I am standing in a field, on one side of a wire fence. On the other side of the fence a group of people calls to me impatiently, “Let’s go, let’s go!” Instead of getting caught up in their impatience, however, I calmly say: “No, first we must commune with the animals.” [End of dream.]

Several aspects of this dream reveal what we might call the “vector of wisdom.”

First is the distinction between the individual and the group, which are placed on opposite sides of the fence. So long as the dreamer is caught up in collectively-determined impatience -- drivenness -- she will probably not be open to wisdom. But she is on the “other side of the fence.”

Second, the wire fence is a porous division, not an absolute barrier. She can see the group and hear its call throughout the dream. But whereas they are agitated, she is calm. In this respect the dream shows the dreamer resisting the emotional pull of a complex, which usually draws one into a less-differentiated state -- a form of regression. We function at a lower level than what we are capable of.

Third, it is probably because she is standing “on her own side of the fence” that she is able to give voice to the wisdom-perspective. If she can stay grounded in this way, she may be able to detach herself from the complexes with which she has been aligned or identified in the past. They won’t disappear or stop exerting their pull, but at least she has established a precedent of “standing her ground.”

Fourth, the wisdom-message that “first we must commune with the animals” suggests that the dreamer is aware of a priority lost on the group: communion with the animals in some way takes precedence over pursuit of worldly concerns.

Fifth, it should be noted that “the animals” do not appear in the dream. They are not visible. Interestingly, this suggests that the “communion” need not be taken literally, that is, it can take place inwardly. The animals are always present, we just usually ignore them.

Finally, we should note that this small dream is an exception that proves the rule, since the wisdom-voice usually emerges from the depths of the dream, carried by a figure other than the ego. This is in line with our traditional notion of the angel, who flies from “heaven” to deliver a healing message to the receptive ego. Thus, it often happens that a stranger, an animal, even the structure of the dream itself, gives voice to a wisdom the ego is lacking. Here, the dreamer finds herself aligned with the “angelic” message.

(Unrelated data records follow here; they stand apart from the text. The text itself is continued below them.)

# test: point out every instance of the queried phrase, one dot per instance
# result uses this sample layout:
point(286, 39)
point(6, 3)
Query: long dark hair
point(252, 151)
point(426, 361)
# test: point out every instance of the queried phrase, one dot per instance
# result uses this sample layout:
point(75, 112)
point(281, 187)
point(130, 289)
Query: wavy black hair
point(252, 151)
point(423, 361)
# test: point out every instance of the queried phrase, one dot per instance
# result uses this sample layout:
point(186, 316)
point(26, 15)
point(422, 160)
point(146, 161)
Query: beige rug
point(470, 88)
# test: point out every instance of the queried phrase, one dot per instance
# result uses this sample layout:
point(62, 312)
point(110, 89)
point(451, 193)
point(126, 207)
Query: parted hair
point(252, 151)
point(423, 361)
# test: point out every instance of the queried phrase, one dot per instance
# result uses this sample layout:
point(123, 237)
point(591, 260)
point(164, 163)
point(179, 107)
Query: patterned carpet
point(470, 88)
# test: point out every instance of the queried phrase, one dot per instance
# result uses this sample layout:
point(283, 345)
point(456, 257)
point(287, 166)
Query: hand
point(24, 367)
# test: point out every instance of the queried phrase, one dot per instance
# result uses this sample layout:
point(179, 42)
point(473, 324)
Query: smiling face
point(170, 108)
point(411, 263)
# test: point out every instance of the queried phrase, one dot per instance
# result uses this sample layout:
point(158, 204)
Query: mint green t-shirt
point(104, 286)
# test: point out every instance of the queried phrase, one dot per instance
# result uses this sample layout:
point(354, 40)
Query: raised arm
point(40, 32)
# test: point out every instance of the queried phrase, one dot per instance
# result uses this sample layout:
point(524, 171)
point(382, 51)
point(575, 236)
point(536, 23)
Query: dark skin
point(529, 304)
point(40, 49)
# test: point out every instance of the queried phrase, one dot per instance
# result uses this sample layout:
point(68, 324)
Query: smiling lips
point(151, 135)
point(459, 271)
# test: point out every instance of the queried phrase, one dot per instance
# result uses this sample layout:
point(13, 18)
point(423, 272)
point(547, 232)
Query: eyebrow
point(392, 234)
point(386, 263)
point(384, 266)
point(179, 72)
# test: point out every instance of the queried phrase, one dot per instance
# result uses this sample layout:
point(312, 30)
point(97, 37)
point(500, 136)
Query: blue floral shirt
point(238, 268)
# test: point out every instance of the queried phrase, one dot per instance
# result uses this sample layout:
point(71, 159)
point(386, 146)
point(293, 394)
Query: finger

This dream suggests that a shift is taking place in the dreamer’s psyche, a loosening of the ties between the ego and the complexes with which it is normally aligned or identified. The dream therefore points to new potentials that are within reach of consciousness -- if she can only continue to stand her ground.

A deeper implication is that the wisdom flowing from the Self, as an expression of the Whole, is close by, ready to manifest itself to her and, through her, to the world.

As we go deeper into our dreams, and incorporate more and more of their inherent wisdom, we may gradually find in the individual soul a reflection of the underlying patterns humans have always recognized as “divine.” In this sense, as individual sparks of the divine fire, we all participate in the cosmic currents of wisdom that, I believe, permeate the universe and everything in it.

Let us all seek wisdom, then, in ourselves, in our dreams, in one another and in the world. And whenever or wherever we find it, may we find the courage to live it, embody it, bring it forth and let it shine.